Location
- 205 S. Clark St. Newell, Iowa 50568
- 42°36′18″N 94°59′53″W﻿ / ﻿42.605°N 94.998°W

Information
- Type: Public secondary
- School district: Newell-Fonda Community School District
- Superintendent: Jeff Dick
- Principal: Alynn Coppock
- Teaching staff: 11.93 (FTE)
- Enrollment: 139 (2023-2024)
- Student to teacher ratio: 11.65
- Colors: Royal blue, Silver, and White
- Athletics conference: Twin Lakes
- Mascot: Mustangs
- Website: www.newell-fonda.k12.ia.us

= Newell-Fonda High School =

Public secondary school in Newell, Iowa, United States

Newell-Fonda High School is a public high school, part of the Newell-Fonda Community School District. It is located in the city of Newell, Iowa, located in Buena Vista County.

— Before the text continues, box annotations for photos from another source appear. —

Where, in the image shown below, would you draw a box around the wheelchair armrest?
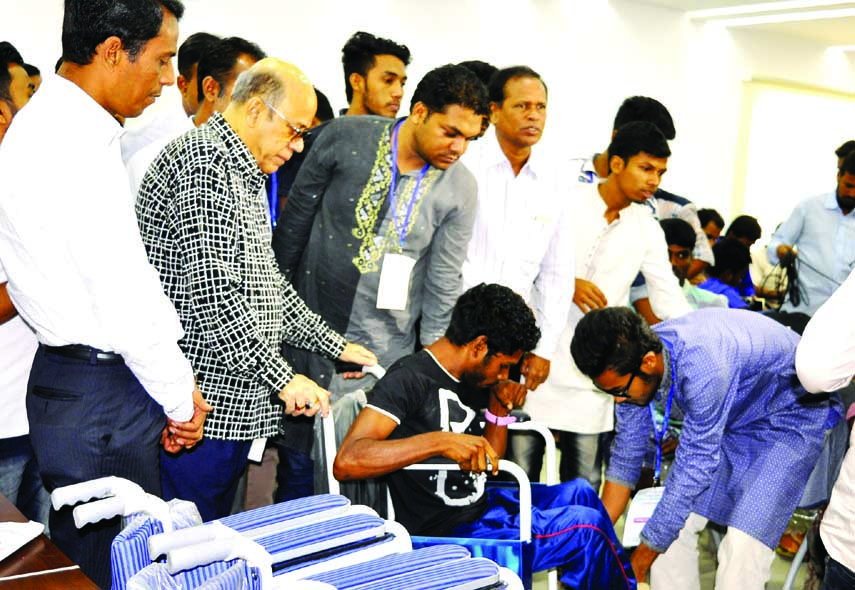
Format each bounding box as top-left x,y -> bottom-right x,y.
404,459 -> 531,543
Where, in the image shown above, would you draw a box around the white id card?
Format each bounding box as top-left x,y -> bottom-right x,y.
623,486 -> 665,547
247,438 -> 267,463
377,252 -> 416,311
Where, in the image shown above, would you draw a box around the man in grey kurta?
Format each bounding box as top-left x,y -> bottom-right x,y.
273,65 -> 488,395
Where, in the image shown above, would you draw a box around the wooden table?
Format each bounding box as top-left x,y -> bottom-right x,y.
0,494 -> 98,590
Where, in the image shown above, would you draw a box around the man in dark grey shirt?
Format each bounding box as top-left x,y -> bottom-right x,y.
273,65 -> 489,395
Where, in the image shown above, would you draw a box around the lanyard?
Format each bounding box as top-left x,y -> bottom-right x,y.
647,343 -> 677,486
389,119 -> 430,249
268,172 -> 279,227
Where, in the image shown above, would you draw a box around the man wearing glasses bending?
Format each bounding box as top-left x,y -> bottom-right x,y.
137,58 -> 376,520
571,308 -> 842,590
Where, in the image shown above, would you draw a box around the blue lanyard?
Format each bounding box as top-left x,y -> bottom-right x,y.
389,119 -> 430,250
268,172 -> 279,227
647,343 -> 677,486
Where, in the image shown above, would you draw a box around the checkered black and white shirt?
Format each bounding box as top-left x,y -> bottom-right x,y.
136,114 -> 345,440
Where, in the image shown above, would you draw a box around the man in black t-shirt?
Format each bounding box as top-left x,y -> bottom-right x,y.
334,284 -> 635,589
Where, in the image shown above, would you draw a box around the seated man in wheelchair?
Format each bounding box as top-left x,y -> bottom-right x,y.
334,284 -> 635,589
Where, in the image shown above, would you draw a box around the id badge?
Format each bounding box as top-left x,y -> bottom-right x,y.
623,486 -> 665,547
377,252 -> 416,311
247,438 -> 267,463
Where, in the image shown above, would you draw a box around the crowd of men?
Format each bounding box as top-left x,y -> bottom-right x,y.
0,0 -> 855,589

The school serves students from Newell, Fonda, Varina, and Sulphur Springs.

==Education==
Newell-Fonda High School has a 1:8 teacher to student ratio. According to the Newell Fonda website, 73.4% of students are Caucasian, while 26.6% are Hispanic, and 1% are Russian. Of all students in the Newell-Fonda Community School District, 30% are eligible for the free or reduced-price lunch program. Higher level college courses can be taken from Iowa Central Community College and at Buena Vista University. Newell-Fonda has a National Honor Society program as well as an award-winning FFA (Future Farmers of America) program.

Students at Newell-Fonda have traditionally scored above the state average in the ITEDS (Iowa Tests of Educational Development). In 2006, students scored 82% on the math portion of the tests, as compared to the state average of 78%. On the reading portion of the ITED tests, Newell-Fonda students scored 79% as compared to the state average of 78%.

Jeff Dick is the Superintendent of the Newell-Fonda Community School District.

==Sports==
The Mustangs compete in the Twin Lakes Conference.

===Boys' basketball===
Newell-Fonda has won four State Titles in nine appearances since 1991 (1991, 1997, 1999, 2000). The Senior Class of 2000 was responsible for three state titles in their four years of high school. They hold the 9th longest winning streak in Iowa Boys' Basketball history, with 49 consecutive wins (including postseason games) from 1996 through 1998.

Newell-Fonda State Basketball Appearances
| Year | Outcome | Record | Opponent | Score | State Champion |
|---|---|---|---|---|---|
| 1991 | State Champions | 24-1 | vs. IKM Manilla | 76-55 | Newell-Fonda |
| 1997 | State Champions | 27-0 | vs. Lynnville-Sully | 61-51 | Newell-Fonda |
| 1999 | State Champions | 26-0 | vs. DM Christian | 55-52 | Newell-Fonda |
| 2000 | State Champions | 26-1 | vs. Boyden-Hull | 58-57 (2OT) | Newell-Fonda |

===Girls' basketball===
State Champions - 2015,2019, 2020, 2021 and 2026.

===Football===
The 2014-2015 team won the state championship against Fremont-Mills and took their first football state title.

Newell-Fonda has a record of 70-18 from 1997 through 2006. They have been ranked within the top 10 in the Des Moines Register's state rankings for virtually every week of that reign.

===Softball===
In 2008, the Newell-Fonda Mustangs softball team to become the first female sports team to win a championship in Newell-Fonda history.

==Extra-Curricular activities==
Students at Newell-Fonda are able to participate in Speech, Student Government, Drill Team, Band, Choir, All School Play, Family and Consumer Science Club, and a volunteer Meals on Wheels delivery program. Many students are also part of the Newell-Fonda National Honor Society.